Hello monks,
With B::Concise, it's possible to get a syntax tree for specific subroutines, CODE refs, or the top "main" program. However, what I need is the syntax tree (or trees) for an entire module. I.e., I need some kind of dump of Perl's parse of a module, which might include "dead" code that is never called. I would also want to recursively do the same thing for any other modules/sources pulled in with use or require (I'd probably ignore core modules and a few others, but haven't decided yet).
This will be part of a sort of static analysis tool I'm working on. This therefore imposes the constraint that the target module is essentially unknown code, and should be considered 'read-only' in the sense that I can't require the developer to add instrumentation to the code itself.
Also, requiring a recompile of perl is not an option since this code will be widely distributed. So, unfortunately all perl -D flags are a no-go.

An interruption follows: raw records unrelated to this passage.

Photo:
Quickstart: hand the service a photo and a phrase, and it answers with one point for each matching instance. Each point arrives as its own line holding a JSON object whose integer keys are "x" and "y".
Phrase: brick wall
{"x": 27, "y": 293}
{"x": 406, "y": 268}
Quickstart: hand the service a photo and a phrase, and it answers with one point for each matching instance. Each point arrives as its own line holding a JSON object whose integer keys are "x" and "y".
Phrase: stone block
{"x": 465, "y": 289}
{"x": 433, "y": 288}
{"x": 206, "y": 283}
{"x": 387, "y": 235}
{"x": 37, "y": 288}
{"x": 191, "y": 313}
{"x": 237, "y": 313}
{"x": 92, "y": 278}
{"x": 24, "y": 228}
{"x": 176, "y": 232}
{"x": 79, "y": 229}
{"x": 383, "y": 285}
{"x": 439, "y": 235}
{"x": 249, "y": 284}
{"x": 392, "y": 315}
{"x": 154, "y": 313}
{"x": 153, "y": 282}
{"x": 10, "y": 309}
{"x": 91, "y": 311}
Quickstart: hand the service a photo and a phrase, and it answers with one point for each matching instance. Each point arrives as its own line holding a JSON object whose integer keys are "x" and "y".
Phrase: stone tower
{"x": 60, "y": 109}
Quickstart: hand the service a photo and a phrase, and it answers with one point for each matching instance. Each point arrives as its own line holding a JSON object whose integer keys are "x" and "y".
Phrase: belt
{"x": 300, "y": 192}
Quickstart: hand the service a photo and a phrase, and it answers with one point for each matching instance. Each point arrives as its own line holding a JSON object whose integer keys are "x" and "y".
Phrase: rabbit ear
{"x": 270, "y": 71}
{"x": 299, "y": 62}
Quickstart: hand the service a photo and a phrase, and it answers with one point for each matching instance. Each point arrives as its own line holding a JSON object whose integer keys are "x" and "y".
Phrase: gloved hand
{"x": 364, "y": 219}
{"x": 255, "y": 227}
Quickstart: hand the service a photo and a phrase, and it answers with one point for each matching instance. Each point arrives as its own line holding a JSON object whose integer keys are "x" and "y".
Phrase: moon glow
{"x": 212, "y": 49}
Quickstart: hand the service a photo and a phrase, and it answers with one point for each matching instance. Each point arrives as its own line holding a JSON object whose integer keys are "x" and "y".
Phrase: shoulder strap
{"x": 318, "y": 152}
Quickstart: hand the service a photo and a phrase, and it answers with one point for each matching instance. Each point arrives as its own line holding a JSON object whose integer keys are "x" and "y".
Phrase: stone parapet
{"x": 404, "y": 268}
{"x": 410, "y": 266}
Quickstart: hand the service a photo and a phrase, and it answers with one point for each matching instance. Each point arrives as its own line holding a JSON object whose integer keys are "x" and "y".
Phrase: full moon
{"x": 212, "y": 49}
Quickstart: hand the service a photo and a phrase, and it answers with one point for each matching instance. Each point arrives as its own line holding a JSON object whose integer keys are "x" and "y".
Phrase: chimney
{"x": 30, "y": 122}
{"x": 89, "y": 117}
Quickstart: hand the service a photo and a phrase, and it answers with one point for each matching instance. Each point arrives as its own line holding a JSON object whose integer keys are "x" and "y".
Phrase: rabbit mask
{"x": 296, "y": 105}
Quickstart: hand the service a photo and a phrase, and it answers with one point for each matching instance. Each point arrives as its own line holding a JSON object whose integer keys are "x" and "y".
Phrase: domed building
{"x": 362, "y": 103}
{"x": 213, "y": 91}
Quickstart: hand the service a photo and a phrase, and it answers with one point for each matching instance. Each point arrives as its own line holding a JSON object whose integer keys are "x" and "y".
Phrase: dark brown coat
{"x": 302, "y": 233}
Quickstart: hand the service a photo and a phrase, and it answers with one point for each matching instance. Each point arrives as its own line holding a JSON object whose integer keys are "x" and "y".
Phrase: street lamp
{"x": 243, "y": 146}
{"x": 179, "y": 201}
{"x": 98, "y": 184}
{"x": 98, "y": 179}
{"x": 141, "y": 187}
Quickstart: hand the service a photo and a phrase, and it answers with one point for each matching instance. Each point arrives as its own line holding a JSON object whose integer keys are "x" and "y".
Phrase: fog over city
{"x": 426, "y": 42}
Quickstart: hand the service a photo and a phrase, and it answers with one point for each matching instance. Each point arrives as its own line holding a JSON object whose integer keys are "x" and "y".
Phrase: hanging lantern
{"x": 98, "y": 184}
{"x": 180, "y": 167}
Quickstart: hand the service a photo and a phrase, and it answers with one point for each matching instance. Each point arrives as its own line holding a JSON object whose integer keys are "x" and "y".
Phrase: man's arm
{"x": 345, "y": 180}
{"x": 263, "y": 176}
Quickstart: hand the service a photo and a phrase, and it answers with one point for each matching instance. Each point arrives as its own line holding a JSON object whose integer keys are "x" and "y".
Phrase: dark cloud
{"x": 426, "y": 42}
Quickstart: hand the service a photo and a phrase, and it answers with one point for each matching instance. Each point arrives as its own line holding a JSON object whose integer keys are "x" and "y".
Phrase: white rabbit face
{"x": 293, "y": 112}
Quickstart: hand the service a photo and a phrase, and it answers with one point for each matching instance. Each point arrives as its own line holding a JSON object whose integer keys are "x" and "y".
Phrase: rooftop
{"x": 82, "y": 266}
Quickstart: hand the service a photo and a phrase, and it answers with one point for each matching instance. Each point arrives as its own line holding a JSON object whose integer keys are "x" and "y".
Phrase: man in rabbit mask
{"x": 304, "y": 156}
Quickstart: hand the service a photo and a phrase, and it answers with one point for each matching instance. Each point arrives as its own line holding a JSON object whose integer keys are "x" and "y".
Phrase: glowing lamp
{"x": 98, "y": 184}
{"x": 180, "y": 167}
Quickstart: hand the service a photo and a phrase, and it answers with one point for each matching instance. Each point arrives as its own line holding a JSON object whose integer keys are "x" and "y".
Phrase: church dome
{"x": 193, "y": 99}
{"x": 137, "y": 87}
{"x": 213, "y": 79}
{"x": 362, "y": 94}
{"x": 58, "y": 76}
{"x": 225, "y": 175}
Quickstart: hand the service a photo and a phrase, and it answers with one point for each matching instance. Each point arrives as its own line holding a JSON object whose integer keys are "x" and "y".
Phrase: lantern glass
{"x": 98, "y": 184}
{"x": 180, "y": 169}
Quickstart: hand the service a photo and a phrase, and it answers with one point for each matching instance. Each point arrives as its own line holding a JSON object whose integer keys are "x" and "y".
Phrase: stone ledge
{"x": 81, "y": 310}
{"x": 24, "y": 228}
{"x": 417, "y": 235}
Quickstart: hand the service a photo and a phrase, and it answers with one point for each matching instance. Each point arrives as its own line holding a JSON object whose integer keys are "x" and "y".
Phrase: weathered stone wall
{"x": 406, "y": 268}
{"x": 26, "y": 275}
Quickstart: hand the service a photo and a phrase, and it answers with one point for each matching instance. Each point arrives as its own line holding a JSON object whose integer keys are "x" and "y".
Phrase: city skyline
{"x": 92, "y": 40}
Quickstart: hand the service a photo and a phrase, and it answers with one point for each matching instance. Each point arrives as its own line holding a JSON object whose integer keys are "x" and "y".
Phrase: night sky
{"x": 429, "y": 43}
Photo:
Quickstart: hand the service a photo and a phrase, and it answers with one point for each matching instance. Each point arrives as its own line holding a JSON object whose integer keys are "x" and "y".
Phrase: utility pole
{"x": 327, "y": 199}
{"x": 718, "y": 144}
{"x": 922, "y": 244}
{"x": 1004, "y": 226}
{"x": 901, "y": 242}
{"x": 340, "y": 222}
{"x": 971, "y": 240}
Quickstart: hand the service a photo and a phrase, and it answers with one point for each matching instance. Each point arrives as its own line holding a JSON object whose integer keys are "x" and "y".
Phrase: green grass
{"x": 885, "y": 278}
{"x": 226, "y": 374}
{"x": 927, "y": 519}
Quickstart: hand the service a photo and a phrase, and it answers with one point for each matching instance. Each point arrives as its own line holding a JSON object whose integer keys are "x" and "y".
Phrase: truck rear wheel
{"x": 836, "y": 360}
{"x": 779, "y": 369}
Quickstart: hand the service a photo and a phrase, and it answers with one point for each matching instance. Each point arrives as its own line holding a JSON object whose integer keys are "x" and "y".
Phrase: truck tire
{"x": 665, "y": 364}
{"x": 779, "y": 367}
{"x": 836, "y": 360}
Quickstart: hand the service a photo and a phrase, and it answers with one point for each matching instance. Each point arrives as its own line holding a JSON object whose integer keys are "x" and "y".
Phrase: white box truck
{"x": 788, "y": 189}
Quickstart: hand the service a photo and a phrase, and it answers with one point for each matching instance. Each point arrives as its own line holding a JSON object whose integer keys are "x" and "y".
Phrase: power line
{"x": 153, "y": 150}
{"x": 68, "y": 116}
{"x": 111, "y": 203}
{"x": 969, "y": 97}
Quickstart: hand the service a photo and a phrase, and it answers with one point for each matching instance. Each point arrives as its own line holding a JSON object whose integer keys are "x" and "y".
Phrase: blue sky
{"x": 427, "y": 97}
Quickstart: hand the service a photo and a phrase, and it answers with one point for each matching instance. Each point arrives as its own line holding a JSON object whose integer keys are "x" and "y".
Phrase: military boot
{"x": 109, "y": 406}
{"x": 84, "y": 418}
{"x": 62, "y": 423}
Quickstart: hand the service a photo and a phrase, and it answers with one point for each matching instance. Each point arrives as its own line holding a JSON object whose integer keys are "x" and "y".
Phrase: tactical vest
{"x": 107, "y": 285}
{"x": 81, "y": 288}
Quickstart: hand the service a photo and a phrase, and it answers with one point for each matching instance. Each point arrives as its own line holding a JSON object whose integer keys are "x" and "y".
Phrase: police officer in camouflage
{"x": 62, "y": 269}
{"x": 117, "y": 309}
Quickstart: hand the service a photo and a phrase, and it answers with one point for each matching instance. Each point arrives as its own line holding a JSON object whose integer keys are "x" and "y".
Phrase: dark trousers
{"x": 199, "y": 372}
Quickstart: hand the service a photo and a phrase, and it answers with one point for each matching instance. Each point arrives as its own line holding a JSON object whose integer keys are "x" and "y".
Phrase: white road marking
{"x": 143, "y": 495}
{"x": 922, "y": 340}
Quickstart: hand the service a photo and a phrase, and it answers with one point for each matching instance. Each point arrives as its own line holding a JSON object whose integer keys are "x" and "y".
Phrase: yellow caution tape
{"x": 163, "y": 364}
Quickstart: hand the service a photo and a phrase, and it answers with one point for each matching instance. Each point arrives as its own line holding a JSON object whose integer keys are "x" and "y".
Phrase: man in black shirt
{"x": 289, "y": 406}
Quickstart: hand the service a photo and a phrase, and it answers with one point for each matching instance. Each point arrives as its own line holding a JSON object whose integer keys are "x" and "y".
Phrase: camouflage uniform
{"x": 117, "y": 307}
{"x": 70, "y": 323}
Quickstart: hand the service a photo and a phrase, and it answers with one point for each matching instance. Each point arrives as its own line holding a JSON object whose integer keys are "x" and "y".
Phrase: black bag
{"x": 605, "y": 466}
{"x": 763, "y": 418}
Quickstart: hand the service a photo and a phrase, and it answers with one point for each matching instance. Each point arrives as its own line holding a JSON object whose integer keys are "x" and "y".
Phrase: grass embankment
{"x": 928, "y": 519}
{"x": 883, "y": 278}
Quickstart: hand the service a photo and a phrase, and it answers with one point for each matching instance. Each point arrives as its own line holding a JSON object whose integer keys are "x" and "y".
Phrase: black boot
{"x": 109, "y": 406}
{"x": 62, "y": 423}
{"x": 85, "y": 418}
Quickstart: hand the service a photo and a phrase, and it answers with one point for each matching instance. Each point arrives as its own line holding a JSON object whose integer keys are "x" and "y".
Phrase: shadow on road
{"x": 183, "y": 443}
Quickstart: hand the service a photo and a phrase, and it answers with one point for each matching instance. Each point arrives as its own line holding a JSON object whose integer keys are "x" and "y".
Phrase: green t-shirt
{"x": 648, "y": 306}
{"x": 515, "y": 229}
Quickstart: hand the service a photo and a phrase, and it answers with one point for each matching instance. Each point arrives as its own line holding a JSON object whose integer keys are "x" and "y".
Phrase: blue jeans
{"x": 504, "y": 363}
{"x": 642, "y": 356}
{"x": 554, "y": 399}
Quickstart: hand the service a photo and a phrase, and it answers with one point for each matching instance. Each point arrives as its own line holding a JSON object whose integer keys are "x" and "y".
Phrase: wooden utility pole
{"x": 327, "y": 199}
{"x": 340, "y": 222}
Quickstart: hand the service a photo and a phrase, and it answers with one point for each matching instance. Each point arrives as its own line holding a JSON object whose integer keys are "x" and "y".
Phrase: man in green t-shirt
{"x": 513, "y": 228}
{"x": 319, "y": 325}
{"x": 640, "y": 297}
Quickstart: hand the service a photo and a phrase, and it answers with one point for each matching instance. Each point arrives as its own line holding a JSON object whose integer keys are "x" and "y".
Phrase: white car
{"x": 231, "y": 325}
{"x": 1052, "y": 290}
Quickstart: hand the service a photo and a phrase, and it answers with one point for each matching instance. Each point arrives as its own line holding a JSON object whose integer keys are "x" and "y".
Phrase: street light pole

One rather ugly hack I explored briefly was to try to extract all sub names and use/require modules from the source and run B::Concise on each result, but, beyond the fact it's a terrible idea, there's no way that I know of to run B::Concise on anon subs without their compiled CODE ref handy, which I wouldn't, and couldn't, in general, compile. (Whenever sub { ... } shows up in the code, the entire sub just shows up as a single anoncode line.)
Is there a way to do what I'm describing? Efficiency is not high on my list of priorities.